Told as an anthology, Fargo’s self-contained seasons were clearly intertwined with one another. Season 1 was set in 2006, while Season 2 wound back the clock 27 years to 1979, introduced some younger versions of existing characters, as well as the fated Sioux Falls Massacre. Flashing forward to 2010, Season 3 dabbled heavily into ambiguity, taking its time before revealing how it would overlap. With Season 4, set in 1950, Hawley dialed back the ambiguity, but took even longer to reveal how it all fit within the show’s now-60-year timeline.

And while Fargo (the show) has always been more than a collection of references to Fargo (the movie), Season 4 would shift its focus and draw from from the Coens’ Raising Arizona, which /Film reported he revealed at a Television Critics Association panel back in January.

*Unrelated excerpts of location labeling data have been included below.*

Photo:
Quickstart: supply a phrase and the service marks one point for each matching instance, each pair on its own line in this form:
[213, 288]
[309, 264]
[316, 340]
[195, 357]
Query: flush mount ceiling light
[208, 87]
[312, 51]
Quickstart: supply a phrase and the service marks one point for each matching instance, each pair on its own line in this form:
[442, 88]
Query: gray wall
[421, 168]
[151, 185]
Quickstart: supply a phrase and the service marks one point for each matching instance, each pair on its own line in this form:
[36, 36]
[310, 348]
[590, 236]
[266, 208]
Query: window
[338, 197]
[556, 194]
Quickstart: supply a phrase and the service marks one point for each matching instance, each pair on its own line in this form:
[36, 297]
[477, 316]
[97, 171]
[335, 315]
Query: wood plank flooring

Specifically, the extended opening sequence, which Hawley called a “master class” of efficient world-building. Of course, there was also the conspicuous use of “you got a panty on your head,” an oft-quoted line that even featured prominently in the trailers ahead of the premiere. Like prior seasons, there were some broader, often thematic nods to other Coen works, including Miller’s Crossing and The Hudsucker Proxy. Though, for the first time, direct homages to its namesake film were scarce.

Although there was more setting Season 4 apart than a conspicuous lack of references. The stories in Fargo have always been defined by their unconventional leads. The criminal element has always been prominent, but the lead characters are always profoundly normal, well-intentioned do-gooders who find themselves submerged (yet not always entirely overwhelmed) by the rampant violence erupting around them. This season, however, members of the Sardinian Fadda Family and the Cannon Limited that took center stage. 

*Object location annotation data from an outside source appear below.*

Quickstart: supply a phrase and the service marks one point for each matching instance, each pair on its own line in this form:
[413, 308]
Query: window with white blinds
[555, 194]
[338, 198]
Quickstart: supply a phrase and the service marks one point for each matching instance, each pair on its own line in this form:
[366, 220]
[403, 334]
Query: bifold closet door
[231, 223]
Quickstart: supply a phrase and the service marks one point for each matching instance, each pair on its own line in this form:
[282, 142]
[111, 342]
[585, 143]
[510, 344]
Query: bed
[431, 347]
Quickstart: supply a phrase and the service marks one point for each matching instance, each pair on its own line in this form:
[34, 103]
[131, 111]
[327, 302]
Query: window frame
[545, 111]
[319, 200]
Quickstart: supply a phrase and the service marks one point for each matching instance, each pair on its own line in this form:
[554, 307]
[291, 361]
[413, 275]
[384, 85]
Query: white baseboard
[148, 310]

There were still the good-hearted normal people, albeit in less-prominent roles. There was Dick ‘Deafy’ Wickware (Timothy Olyphant), a devout Mormon and lawman, as well as the Smutnys,though their normalcy ended up being slightly subverted due to the fact that they were a mixed race family in 1950. There was also the matter that patriarch Thurman (Andrew Bird) was deeply indebted to Cannon Limited, a debt that was routinely flaunted by Loy Cannon (Chris Rock), and undercut the notion that he and his family were merely innocent bystanders to it all. Then there’s Ethelrida (E’myri Crutchfield), the daughter who ends up playing one of the season’s most pivotal roles, even providing the exposition for the season’s — and series’ — grander themes, despite her truncated time on-camera.

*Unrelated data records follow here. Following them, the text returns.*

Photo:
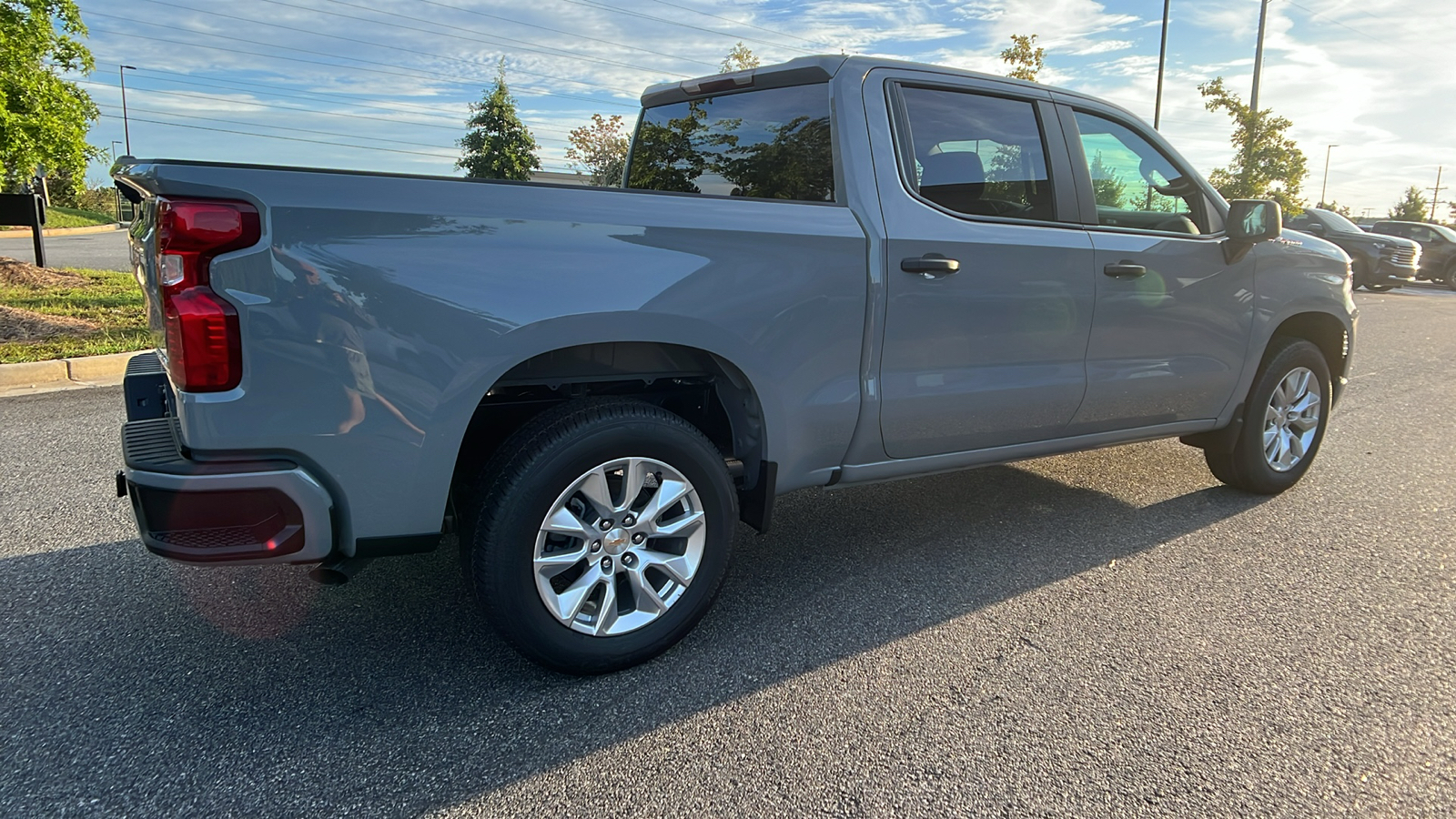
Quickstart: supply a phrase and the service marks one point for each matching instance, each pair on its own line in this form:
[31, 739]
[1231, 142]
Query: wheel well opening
[1325, 332]
[703, 388]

While Fargo long ago proved itself one of television’s most compelling and oddly cerebral shows, the occasional nods to everything from wood chippers to cabin fever to good ol’ Stan Grossman were always fun Easter eggs to mentally tally each new season. As these references grew more obscure, the show became more ambitious. And that ambition was never more on display than throughout Season 4. From its methodic pacing, its Wizard of Oz tribute, and its ability to make increasingly obvious plot-twist nonetheless compelling when it’s eventually revealed.

For a show that initially drew a resounding “…huh?” when it was first announced, it’s not only defied expectations, but has slowly grown apart from the film that inspired it and come into its own. With the possibility of a Season 5 is still up in the air (which Hawley has said about every season since the first one), Fargo has proven itself to be more than a collection of references. It’s told a story across four seasons spanning multiple generations, and become its own fully realized world along the way.

All four seasons of Fargo are available to stream on Hulu. The movie’s available on Netflix.